On The Ballot: Rent Control
Tuesday is election day. On the ballot in Hoboken: rent control.
The people of Hoboken on Tuesday have the chance to cast their vote on the issue of rent control in town.
The choice Hobokenites have is whether or not to repeal the new law that would—among other things—change the period of repose to two years and give more power to the rent-leveling board. The new ordinance is supposed to lower the amount of law suits to the city that are rent control related. The Hoboken City Council passed the new law unanimously in February.
The issue was put on the ballot after rent control advocates fought to have the issue voted on after an extensive petition drive, in which more than 3,000 signatures were gathered.
Under the new law—among other things—landlords are required to provide a disclosure statement to a new tenant when a lease is signed.
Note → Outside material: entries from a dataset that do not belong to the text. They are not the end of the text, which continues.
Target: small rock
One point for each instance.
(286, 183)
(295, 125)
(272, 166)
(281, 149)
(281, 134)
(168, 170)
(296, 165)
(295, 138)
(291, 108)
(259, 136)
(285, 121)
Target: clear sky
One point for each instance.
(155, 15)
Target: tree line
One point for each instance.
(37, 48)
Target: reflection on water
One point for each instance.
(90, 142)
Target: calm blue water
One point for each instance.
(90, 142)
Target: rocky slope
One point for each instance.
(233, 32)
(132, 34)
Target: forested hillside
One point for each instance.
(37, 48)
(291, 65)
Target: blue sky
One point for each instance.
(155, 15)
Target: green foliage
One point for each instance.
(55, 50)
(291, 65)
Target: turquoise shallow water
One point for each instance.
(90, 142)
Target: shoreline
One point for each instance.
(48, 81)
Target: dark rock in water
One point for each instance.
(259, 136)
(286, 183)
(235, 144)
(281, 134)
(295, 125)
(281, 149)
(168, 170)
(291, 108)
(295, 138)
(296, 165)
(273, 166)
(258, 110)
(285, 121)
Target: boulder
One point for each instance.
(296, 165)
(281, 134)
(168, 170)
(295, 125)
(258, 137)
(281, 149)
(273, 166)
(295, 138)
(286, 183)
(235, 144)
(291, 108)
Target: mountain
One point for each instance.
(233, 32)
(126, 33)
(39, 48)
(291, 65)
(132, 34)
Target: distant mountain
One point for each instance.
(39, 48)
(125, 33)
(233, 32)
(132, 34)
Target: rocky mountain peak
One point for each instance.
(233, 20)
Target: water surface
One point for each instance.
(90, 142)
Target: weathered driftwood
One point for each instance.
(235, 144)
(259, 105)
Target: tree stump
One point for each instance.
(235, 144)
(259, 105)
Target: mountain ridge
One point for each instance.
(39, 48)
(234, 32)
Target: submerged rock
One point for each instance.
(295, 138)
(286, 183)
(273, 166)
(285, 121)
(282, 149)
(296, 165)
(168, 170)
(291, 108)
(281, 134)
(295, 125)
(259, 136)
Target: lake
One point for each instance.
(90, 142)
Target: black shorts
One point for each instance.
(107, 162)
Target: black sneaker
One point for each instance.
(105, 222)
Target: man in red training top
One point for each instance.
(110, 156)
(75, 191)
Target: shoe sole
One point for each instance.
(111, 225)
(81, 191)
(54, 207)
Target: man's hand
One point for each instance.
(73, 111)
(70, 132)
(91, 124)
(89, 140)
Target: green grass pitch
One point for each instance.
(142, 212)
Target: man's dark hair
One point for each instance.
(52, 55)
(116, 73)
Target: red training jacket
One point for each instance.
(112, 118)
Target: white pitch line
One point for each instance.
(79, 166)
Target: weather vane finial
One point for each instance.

That way tenants are aware of the fact that there is a rent control law and what their rights are.
Another major issue is that the period of repose in case a tenant has been overcharged rent, is a maximum of two years, which many tenants find too short. The base year on which rents are being calculated has been changed in the new law from 1973 to 1985.
The tenants in question are against the new ordinance—often called by its official name "Z-88"—because they fear it will take away tenants' rights.
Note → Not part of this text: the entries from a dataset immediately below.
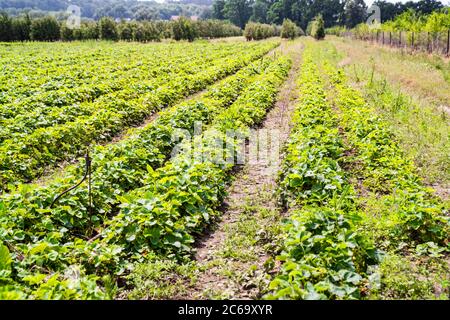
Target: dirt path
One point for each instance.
(235, 256)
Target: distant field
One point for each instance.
(223, 169)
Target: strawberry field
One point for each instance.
(121, 162)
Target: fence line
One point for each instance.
(438, 43)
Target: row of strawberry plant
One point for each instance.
(55, 106)
(162, 217)
(25, 159)
(77, 77)
(412, 214)
(324, 255)
(117, 168)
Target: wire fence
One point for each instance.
(437, 43)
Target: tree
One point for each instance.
(217, 11)
(20, 28)
(238, 11)
(67, 33)
(275, 15)
(5, 27)
(108, 29)
(289, 30)
(354, 12)
(183, 29)
(45, 29)
(318, 28)
(125, 31)
(259, 9)
(145, 13)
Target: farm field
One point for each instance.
(222, 169)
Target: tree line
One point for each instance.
(48, 28)
(347, 13)
(117, 9)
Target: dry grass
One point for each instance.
(418, 78)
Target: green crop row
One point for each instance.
(411, 213)
(82, 71)
(324, 255)
(126, 85)
(28, 116)
(118, 168)
(161, 217)
(351, 194)
(25, 159)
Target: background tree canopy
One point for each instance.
(334, 12)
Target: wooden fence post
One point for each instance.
(448, 43)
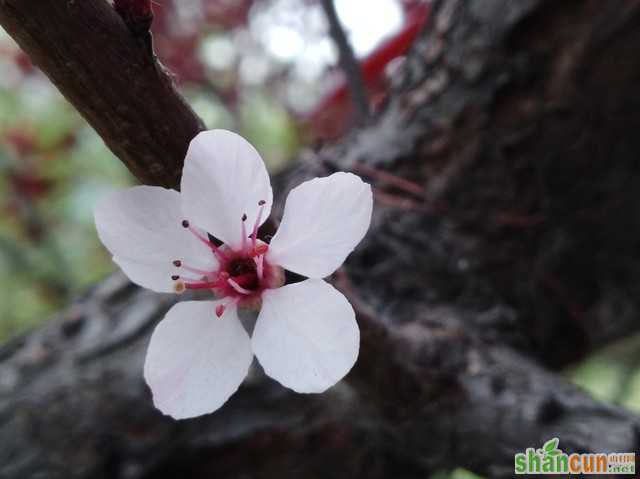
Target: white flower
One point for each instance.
(305, 337)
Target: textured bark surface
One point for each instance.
(108, 72)
(513, 252)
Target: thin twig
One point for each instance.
(348, 63)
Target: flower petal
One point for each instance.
(196, 361)
(306, 336)
(324, 220)
(224, 178)
(141, 227)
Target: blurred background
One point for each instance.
(265, 68)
Tenant advocates also think too much power is put in the hands of the rent leveling board.
"Z-88 gives the Rent Control Board the 'equitable authority' to depart from the RC law when they think it is 'fair' to do so, completely undermining the law," according to the tenant advocates' literature.
A "yes" vote to public question #2 is to repeal the new law, a "no" vote on the question keeps things as they are.
While rent control advocates—long term tenants in the city of Hoboken—have been promoting the referendum, trying to get their people out to vote "yes," the landlords in the matter are trying to get people to vote "no."
Represented by the Mile Square Tax Payers Association, the landlords want to keep the new ordinance, to prevent returning to a situation where "property owners would be subject to liabilities despite that they were complying with the ordinance as it was administered at the time, leading to continued litigation and a frozen market for rent control properties in Hoboken," according to the MSTA web site.
Polls are open from 6 a.m. to 8 p.m. on Tuesday.